I winced. The Duchess was in full drama mode, and it was loud.

“Tell me!” she demanded.

“I think he lives in my building.” Understatement of the year.

Henry

I grabbed my phone from under a stack of papers on my chaotic desk. Sadly, the text wasn’t from Cindy but an unknown number.

Unknown: Guess what? Your brother is marrying my stepsister.

I reread the message. Strangest scam text I’d gotten in a while.

Henry: Interesting.

Unknown: You’re making waves. I’ve been told you don’t like the bow ties.

Shit. Not a scam. My future sister-in-law had been recruited to run interference on the fashion question. I was still pissed I’d wasted thirty-nine dollars plus shipping on that hideous formal set.

Henry: They are ridiculous.

Unknown: My dress looks like an Amish housecoat. But you don’t see me complaining.

The Zen-like acceptance of her sister’s choice was impressive. I’d met Marguerite once. Chad was either brave or stupid for having put a ring on that delicate, perfectly manicured finger. It appeared the stepsister was more practical.

Henry: I’d complain if I were you. Is it made of cheap Chinese polyester?

Unknown: Of course. Everything is nowadays.

I leaned my head on my hands, rubbing my bleary eyes. It was almost four o’clock. And my pile of work was still growing.

Henry: My brother said they were from Hermès.

Unknown: My sister lies too.

My shoulders shook as I suppressed a laugh. I doubted Mom when she told me my brother and his fiancée were meant to be… but maybe it was a happily-ever-after match.

Henry: They are tacky.

Unknown: Yes. But you’re wearing them.

Henry: You swear it’s not a practical joke or something?
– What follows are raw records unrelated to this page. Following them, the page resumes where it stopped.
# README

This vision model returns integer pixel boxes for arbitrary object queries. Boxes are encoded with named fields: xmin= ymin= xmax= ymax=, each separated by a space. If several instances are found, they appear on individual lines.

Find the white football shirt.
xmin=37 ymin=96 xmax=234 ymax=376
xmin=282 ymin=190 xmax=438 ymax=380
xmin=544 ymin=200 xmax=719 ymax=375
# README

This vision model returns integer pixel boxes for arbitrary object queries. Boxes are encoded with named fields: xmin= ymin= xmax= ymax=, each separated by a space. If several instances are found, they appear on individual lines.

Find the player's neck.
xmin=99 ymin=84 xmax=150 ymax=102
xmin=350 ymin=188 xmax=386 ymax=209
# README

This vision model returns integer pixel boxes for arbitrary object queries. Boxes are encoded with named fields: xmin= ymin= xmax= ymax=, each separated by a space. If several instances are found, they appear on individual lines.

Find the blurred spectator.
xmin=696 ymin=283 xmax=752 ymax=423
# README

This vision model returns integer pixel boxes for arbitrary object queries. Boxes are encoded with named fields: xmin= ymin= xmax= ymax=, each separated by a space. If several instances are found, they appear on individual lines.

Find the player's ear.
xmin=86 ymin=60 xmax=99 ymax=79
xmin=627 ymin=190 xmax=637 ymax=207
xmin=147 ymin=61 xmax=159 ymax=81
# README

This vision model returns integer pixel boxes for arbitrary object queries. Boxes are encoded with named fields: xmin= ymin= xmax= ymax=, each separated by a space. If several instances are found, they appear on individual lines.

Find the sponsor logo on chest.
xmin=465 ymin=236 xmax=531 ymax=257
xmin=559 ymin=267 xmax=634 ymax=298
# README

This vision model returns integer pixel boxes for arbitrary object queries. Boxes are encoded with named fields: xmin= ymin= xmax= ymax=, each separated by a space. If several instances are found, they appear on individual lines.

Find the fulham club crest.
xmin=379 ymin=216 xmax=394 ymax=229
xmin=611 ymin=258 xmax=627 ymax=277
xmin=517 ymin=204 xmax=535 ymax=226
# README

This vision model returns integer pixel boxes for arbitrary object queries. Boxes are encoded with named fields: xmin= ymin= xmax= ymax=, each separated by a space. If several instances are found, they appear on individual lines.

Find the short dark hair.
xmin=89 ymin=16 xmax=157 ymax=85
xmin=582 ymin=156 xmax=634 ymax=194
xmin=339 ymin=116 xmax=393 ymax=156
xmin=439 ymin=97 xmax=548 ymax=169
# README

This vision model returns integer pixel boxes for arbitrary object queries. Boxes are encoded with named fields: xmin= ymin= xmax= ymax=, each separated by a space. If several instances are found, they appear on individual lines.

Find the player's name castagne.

Unknown: The tie? Or this conversation?

Henry: Both.

Unknown: No joke. Wear the damn tie. Cummerbund too.

I considered my reply. Unexpectedly, I wanted to agree. This woman must have mind-melding powers of persuasion. In a handful of texts, she’d done more to change my mind than all my brother’s not-so-subtle threats of impending bodily harm.
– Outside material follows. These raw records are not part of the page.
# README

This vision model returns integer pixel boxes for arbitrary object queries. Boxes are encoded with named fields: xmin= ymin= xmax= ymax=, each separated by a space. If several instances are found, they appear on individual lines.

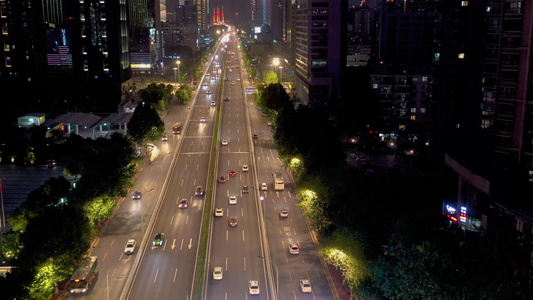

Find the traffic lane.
xmin=206 ymin=168 xmax=266 ymax=299
xmin=130 ymin=154 xmax=208 ymax=299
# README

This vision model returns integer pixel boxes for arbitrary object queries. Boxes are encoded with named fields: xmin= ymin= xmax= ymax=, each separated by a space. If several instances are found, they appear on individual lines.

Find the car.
xmin=124 ymin=239 xmax=137 ymax=254
xmin=153 ymin=232 xmax=165 ymax=246
xmin=355 ymin=155 xmax=369 ymax=162
xmin=228 ymin=217 xmax=239 ymax=227
xmin=132 ymin=191 xmax=142 ymax=200
xmin=179 ymin=199 xmax=187 ymax=208
xmin=248 ymin=280 xmax=259 ymax=295
xmin=289 ymin=243 xmax=300 ymax=254
xmin=213 ymin=267 xmax=223 ymax=280
xmin=194 ymin=185 xmax=205 ymax=196
xmin=300 ymin=279 xmax=313 ymax=293
xmin=215 ymin=208 xmax=224 ymax=217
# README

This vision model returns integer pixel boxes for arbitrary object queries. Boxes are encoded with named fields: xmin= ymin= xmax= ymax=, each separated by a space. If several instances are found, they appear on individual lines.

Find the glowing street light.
xmin=176 ymin=60 xmax=181 ymax=83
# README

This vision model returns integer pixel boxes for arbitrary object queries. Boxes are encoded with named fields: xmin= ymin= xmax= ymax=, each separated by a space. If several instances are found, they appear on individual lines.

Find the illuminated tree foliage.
xmin=263 ymin=71 xmax=279 ymax=86
xmin=128 ymin=102 xmax=165 ymax=144
xmin=321 ymin=229 xmax=370 ymax=291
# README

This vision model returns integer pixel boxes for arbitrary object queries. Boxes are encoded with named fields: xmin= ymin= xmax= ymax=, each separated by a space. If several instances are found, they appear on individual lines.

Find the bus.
xmin=172 ymin=122 xmax=183 ymax=134
xmin=70 ymin=256 xmax=98 ymax=294
xmin=272 ymin=172 xmax=285 ymax=191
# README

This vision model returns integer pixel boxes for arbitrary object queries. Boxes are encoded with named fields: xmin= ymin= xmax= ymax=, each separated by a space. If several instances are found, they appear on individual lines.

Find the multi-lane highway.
xmin=65 ymin=26 xmax=334 ymax=300
xmin=205 ymin=34 xmax=268 ymax=300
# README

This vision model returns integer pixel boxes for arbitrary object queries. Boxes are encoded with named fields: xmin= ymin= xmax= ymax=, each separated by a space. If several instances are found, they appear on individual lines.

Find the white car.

Henry: Fine. I’m going to regret this.

Unknown: I knew you were a reasonable man.

Henry: Not really, I’m just too swamped with work this week to fight. It’s tax season.
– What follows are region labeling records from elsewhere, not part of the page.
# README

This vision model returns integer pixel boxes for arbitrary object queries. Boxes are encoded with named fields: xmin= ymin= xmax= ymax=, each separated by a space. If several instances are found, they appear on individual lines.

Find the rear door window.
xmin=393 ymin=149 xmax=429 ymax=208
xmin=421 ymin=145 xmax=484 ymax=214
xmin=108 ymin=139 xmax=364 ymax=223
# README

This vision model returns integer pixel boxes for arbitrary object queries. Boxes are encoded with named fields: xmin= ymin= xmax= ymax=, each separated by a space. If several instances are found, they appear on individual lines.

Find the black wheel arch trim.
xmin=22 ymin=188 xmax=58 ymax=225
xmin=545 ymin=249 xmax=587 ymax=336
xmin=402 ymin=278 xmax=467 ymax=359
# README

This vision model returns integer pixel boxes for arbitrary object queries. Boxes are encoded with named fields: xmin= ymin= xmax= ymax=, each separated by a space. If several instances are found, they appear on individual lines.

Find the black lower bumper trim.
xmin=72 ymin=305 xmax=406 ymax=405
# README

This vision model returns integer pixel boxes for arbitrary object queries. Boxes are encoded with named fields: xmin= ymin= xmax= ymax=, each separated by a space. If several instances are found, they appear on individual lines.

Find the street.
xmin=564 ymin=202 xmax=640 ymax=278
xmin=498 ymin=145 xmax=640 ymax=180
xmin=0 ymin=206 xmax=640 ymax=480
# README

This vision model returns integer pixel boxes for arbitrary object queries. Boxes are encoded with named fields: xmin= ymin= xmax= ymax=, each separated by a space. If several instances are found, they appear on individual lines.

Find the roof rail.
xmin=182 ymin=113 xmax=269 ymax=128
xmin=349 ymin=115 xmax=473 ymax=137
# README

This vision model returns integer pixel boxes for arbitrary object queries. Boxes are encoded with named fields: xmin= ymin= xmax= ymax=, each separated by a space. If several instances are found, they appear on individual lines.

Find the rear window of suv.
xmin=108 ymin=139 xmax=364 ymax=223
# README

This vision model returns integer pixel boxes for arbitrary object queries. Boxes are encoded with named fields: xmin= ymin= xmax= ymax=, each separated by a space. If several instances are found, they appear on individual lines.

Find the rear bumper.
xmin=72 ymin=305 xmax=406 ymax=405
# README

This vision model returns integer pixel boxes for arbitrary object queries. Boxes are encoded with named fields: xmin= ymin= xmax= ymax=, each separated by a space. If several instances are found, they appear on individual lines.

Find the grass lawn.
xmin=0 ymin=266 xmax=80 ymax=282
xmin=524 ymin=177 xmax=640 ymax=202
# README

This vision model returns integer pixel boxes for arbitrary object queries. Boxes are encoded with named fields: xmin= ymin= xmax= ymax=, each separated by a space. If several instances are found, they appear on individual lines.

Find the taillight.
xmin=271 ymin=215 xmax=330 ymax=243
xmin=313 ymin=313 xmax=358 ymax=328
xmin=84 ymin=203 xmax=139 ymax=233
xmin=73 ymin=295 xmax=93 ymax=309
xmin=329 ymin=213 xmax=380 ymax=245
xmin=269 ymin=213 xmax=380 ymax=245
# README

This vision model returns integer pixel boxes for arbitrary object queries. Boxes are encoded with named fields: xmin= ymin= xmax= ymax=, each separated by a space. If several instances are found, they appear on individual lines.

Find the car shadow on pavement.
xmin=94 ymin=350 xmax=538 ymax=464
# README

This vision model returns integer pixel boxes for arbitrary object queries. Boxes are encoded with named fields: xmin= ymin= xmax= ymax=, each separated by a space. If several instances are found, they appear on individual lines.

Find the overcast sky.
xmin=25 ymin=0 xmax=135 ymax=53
Unknown: Then get back to it. We can talk later.

Henry: Bye.

I stared at my phone. That was the strangest conversation I’d had in ages.

It had been surreal. It started midstream; she’d gotten me to laugh and convinced me to wear the stupid cowboy tie.

And the last line: talk later, why? Who was this woman?

Had Chad ever told me her name? I had no reason to talk with her again until the wedding, whatever her name was.

“Hey, how’s the K-1 for Signature Tech coming?” The managing partner poked her head around the corner of my doorway.

“Almost done.” No, it wasn’t. I’d be at my desk until after nine tonight. I hated tax season.

Before I dove back into my work, I scrolled through my sent text messages.

The one to Cindy Ash remained unread. That sucked.

Getting a drink with her had been the only enjoyable thing on my radar for this weekend.

I’d already set aside Saturday evening for her.

It was the only night off I’d get before the end of tax season and my trip to Texas.

Cindy

I stepped out of the elevator with Midnight strapped to my back, ready for another night at the clinic.

In the lobby near the package room, I saw Henry flipping through his mail.

“Henry!” I jogged over as quickly as the cat backpack would allow.

“Cindy.” His face blossomed into a wide, excited smile that put his perfect eye wrinkles on full display.

My heart fluttered, and so did my lonely female parts.

Easy does it, I thought. Between our attraction and that ridiculous—yet utterly distracting—text conversation, we were moving fast. If this went sideways, it could blow up in our faces just in time for the wedding.

Marguerite’s wedding was going to be stressful enough; I didn’t need to add awkwardness with Henry to the weekend.

“Thank you again—” I began, ready to thank him for being so easy to deal with on the bow tie thing.

“This weekend—” He began.

We both stopped talking and laughed.